Given two modules over a commutative ring with unity , can we define any module homomorphism between them using functors between categories? Let $G$ be a group  , let $\mathcal C_G$ be the category whose object consist of only one member namely $G$ , and the morphisms are elements of $G$ i.e. $Mor(G,G)=G$ , where for $x,y\in Mor(G,G)$ , define $x \circ y:=xy$ (the group operation ) . Then we notice that for groups $G,H$ , any group homomorphism $f:G\to H$ defines a natural functor(co-variant) from  $\mathcal C_G$ to  $\mathcal C_H$ and conversely any functor from  $\mathcal C_G$ to  $\mathcal C_H$ gives rise to a group homomorphism $f:G\to H$ . So if $M,N$ are $R$-modules then just considering the additive group structure , we can get an additive map between the modules via a functor as described , but can we get the $R$-homogeneity of a map $f:M\to N$ i.e. $f(rm)=rf(m)$ via some functor between some suitably defined categories which does not assume any knowledge of module homomorphism ? 

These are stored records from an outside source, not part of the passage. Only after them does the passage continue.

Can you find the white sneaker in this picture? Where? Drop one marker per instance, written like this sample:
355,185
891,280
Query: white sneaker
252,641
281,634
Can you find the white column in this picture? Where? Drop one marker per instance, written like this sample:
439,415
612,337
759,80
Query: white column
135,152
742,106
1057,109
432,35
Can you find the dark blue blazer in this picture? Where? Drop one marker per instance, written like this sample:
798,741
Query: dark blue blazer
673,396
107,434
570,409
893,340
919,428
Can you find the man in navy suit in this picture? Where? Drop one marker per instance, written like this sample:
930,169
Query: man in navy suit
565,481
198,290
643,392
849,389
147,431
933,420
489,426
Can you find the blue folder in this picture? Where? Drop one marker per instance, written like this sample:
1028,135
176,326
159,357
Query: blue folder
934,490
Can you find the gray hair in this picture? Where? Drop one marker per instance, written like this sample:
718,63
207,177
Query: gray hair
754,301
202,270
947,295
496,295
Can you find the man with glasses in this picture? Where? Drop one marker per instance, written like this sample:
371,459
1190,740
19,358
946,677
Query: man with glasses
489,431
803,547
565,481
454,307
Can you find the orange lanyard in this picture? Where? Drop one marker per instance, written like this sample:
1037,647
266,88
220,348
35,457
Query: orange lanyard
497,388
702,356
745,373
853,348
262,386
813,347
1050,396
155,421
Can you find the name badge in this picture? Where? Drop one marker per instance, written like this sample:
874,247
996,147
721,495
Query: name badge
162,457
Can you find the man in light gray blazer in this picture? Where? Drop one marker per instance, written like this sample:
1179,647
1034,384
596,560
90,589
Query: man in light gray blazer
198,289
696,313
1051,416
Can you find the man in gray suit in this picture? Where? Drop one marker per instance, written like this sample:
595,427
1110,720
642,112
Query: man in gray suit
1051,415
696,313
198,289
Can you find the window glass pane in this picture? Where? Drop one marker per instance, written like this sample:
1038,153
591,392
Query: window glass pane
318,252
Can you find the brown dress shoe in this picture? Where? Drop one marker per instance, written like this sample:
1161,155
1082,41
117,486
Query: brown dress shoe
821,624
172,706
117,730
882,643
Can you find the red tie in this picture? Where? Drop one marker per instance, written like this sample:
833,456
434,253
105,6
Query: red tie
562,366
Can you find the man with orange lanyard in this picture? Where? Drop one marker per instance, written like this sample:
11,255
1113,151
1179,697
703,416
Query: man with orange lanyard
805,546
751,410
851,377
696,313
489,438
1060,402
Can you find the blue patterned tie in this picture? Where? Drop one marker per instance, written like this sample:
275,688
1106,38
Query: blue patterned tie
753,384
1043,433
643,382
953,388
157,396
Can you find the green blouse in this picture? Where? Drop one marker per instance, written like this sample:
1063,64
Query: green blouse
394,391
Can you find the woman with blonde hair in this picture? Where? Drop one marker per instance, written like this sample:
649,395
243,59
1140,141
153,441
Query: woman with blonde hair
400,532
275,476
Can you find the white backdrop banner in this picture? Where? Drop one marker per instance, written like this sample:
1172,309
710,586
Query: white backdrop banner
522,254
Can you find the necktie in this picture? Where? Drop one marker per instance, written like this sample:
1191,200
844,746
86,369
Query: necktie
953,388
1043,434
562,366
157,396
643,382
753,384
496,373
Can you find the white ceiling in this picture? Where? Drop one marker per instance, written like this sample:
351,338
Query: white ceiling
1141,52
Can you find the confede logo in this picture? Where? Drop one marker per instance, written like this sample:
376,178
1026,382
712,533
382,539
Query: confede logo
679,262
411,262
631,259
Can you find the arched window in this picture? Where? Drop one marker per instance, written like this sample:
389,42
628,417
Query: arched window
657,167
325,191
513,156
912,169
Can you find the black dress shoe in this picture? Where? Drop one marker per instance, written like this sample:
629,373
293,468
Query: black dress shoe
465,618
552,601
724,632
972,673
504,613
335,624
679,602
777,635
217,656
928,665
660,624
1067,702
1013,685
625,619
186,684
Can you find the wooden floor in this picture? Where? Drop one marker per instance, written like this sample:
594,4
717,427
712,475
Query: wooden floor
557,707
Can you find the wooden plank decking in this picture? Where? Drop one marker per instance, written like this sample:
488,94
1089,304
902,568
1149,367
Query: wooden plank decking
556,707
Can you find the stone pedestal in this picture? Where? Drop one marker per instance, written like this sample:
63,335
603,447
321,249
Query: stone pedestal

I am just beginning to learn category theory , so sorry if I am in error at some point . Please feel free to tell me and correct them . 

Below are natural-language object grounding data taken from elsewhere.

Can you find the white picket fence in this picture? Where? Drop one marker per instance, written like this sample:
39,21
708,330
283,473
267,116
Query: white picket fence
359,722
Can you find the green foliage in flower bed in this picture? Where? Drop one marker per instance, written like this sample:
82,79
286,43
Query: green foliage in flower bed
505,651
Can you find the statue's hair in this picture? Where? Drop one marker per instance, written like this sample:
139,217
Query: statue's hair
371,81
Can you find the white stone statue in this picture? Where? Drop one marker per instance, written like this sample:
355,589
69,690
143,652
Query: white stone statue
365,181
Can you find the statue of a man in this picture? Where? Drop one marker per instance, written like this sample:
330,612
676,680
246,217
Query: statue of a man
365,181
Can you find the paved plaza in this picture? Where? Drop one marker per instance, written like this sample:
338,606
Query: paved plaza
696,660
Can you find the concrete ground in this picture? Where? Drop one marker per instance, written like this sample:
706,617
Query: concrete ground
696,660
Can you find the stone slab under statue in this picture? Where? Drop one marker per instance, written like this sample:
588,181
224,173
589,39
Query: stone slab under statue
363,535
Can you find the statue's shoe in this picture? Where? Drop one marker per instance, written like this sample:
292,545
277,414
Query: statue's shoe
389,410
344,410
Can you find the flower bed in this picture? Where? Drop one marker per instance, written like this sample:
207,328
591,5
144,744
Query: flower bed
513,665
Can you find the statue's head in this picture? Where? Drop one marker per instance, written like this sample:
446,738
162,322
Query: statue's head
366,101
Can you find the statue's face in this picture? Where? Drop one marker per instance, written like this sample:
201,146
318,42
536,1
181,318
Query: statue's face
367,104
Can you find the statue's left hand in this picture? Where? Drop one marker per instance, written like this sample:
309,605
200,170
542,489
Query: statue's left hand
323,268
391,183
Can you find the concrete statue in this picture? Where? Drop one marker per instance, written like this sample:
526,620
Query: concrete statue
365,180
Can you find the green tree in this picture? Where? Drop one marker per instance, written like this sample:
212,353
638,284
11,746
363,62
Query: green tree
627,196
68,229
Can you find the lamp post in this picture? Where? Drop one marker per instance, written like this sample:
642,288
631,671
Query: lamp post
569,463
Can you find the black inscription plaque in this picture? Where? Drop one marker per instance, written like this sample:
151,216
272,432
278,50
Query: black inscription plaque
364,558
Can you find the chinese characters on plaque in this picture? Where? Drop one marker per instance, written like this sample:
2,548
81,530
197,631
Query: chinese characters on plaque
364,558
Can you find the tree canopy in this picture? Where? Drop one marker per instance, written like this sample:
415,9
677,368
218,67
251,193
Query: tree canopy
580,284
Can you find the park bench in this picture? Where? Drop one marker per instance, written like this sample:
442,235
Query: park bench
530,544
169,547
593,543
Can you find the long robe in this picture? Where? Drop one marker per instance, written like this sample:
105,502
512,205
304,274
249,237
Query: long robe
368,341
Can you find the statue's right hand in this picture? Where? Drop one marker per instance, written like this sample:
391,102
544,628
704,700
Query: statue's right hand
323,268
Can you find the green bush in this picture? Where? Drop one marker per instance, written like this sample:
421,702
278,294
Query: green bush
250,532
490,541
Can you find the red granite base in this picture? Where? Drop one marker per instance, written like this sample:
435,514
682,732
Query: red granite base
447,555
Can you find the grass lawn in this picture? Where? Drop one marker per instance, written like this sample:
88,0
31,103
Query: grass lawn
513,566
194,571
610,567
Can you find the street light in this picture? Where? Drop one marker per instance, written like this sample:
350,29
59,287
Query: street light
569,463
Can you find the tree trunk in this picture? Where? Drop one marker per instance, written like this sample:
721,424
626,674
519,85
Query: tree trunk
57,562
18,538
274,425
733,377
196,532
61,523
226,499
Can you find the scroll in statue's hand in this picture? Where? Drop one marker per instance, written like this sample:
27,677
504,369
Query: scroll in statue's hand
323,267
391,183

 A: I don't think there's a natural way to make modules into categories and module morphisms into functors between them. Modules don't feel like the right kind of object to do this (rings do, as I'll write down below).

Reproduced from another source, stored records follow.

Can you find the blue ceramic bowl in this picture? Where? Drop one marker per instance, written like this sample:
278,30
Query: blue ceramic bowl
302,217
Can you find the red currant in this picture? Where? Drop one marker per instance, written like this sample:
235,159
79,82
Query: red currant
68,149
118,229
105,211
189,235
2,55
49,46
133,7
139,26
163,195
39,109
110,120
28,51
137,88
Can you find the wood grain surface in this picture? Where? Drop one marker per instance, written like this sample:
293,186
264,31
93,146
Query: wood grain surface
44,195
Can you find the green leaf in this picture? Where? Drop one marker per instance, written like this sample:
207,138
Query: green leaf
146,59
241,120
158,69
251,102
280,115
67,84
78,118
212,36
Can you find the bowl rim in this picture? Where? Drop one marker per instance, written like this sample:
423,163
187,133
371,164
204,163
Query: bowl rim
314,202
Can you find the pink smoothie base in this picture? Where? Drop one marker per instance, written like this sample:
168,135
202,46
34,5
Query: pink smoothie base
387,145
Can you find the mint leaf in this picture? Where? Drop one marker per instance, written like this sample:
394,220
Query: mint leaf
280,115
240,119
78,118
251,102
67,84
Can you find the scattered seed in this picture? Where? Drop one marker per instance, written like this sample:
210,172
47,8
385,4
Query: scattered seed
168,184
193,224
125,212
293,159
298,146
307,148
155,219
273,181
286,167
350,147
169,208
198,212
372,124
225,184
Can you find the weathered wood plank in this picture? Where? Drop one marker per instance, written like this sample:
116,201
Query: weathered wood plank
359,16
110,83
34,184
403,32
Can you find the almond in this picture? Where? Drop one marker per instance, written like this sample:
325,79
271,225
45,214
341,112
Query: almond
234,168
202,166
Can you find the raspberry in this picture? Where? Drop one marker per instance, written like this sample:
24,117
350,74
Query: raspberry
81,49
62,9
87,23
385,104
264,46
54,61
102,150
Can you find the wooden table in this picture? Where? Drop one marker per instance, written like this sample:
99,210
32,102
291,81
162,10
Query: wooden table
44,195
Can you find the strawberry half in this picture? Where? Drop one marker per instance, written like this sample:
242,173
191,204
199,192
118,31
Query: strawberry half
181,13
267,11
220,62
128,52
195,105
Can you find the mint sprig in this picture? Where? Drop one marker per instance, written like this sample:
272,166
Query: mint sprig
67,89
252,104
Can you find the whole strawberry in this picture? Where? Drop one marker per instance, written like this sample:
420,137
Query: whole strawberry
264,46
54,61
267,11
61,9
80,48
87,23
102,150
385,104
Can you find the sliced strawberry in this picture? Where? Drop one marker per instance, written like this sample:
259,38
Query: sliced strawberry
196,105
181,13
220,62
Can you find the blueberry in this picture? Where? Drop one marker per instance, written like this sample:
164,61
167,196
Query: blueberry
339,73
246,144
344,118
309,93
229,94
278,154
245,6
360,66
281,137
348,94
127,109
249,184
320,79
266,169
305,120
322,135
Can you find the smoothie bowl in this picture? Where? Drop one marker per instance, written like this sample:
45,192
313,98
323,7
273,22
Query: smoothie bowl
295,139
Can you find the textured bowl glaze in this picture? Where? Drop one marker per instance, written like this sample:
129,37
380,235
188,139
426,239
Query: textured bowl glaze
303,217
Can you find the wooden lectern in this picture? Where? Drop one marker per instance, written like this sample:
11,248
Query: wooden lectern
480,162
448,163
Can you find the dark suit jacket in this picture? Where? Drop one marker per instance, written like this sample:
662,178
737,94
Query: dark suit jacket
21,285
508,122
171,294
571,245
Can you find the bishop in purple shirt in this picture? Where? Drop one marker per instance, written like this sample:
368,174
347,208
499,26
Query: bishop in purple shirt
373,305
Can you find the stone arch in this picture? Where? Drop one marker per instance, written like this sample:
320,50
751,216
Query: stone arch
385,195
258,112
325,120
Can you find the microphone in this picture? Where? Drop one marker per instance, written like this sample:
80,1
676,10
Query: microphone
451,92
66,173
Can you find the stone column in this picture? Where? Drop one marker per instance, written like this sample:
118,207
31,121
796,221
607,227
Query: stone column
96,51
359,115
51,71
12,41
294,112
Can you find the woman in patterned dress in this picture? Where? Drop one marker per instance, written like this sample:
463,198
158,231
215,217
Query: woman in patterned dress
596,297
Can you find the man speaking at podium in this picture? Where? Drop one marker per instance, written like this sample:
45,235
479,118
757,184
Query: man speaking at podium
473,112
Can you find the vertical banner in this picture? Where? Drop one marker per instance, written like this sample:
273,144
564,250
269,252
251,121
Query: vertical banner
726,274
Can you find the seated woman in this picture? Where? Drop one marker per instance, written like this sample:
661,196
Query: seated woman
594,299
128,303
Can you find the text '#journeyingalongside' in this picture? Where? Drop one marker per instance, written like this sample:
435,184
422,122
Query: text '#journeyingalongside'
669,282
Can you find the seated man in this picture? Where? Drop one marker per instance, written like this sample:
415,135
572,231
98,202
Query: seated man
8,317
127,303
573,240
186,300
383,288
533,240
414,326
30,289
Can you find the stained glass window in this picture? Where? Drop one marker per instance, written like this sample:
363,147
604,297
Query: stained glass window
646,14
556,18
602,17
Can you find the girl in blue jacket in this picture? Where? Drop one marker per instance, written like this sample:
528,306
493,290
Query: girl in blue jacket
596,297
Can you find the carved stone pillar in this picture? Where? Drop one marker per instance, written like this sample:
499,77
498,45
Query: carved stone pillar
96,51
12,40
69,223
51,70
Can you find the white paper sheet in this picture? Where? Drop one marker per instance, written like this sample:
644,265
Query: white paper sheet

That said, there is a way to turn modules into functors, and module homomorphisms into natural transformations between them.
First, you have to work with preadditive categories. As the article points, out a preadditive category with a single object is the same thing as a ring. It has a collection of morphisms (= elements) which form an abelian group, and they can be biadditively composed (= multiplied).
Now let $\mathcal R$ be such a category, its single object $\bullet$, and $R = \mathrm{Hom}(\bullet, \bullet)$ the corresponding ring.
An additive functor $F$ from $\mathcal R$ to $\mathrm{Ab}$ picks out a single Abelian group $M = F\bullet$, and comes down to a ring morphism $R = Hom(\bullet, \bullet) → Hom(M, M)$, which makes $M$ into a left $R$-module. Furthermore, module homomorphisms are exactly the natural transformations between such functors.
This might seem like a rather roundabout way to talk about modules, and in and of itself is just a rewording of the standard definitions, but it generalizes smoothly, and can be elegant to work with.